Yesterday I posted about HU Queer Press, an online magazine published by an anonymous group of LGBTQ students at my alma mater, Harding Unviversity. Since then the issue has gotten a lot of press, including Jezebel, The New Yorker blog, KARK, and others. I got a call earlier today from a gay Harding student who is upset by HUQP's approach to the issue and says that some of what they say is factually incorrect. I said that if he wanted to write a response, I'd publish it for him and keep him anonymous as well. I'll reserve my reactions for the comment space, and would love to hear other views as well. Here's what he said:
I am a gay student currently attending Harding University who wants to voice my own experiences and give voice to the experiences of other gay students at HU. While the accounts presented in “The State of The Gay” e-zine are compelling, sad, frustrating, and even downright infuriating, they are not representative of the current environment on campus.
Harding University does not have a rule against “being gay.” I am open about my sexuality all over campus—to students, faculty, staff, and members of the administration. The fact that I am a gay man is common knowledge, not just at Harding University, but also at my church (a Church of Christ). Never once have I been threatened with expulsion or forced reparative therapy. If anyone was threatened with disciplinary action unless they received counseling, it was not for simply identifying themselves as gay. When a rule is broken, action is taken, but there is no rule against “being gay.” This hasn’t always been the case, and Harding isn’t a perfect place. Is there bigotry there? Yes, and we must deal with that. We should not blast them, however, for things that simply aren’t true.
Additionally, there is a growing impression that Integrity Ministries at Harding is a place where people are forced to go and be “fixed.” This is simply not true. Everyone who is a part of Integrity Ministries is there of their own free will and choice. The names of the persons attending meetings and/or utilizing resources are not even known by anyone in the administration, faculty, or staff. Students approach the ministry, the ministry does not approach (or impose upon) students, and their identity is kept highly confidential.

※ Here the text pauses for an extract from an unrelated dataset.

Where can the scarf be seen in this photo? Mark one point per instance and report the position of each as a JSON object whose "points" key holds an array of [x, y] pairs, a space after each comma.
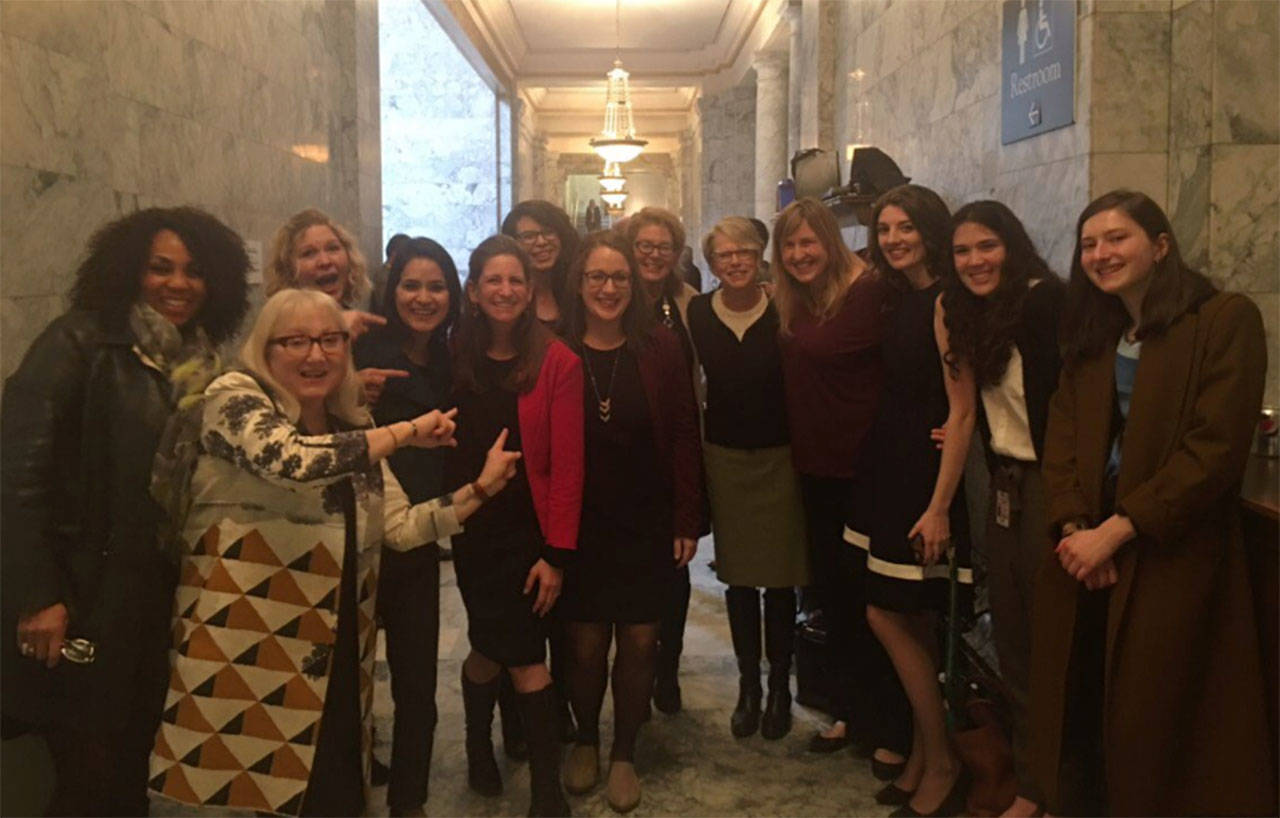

If the ethic driving the current debate is freedom of choice, then we must extend that freedom to those whose faith and personal relationship with God have led them to CHOOSE to address their sexuality in the way they see fit. The reason my friends and I remain anonymous in this debate is not because we fear oppression from Harding University—but the exact opposite. Those who are driving this debate are not allowing us our own freedom, and not creating a “safe place” for us to be honest about who we are and who we want to be. These people who demand a safe place for themselves are guilty of denying the same thing to us. At Harding University, we have found many, many, many people who are loving, accepting, nurturing, and inclusive. Simply put: HUQueerPress does not represent the majority of gay students at Harding University, and everyone at the University (administration included) is not the grotesque stereotype that HUQueerPress is trying to make them out to be.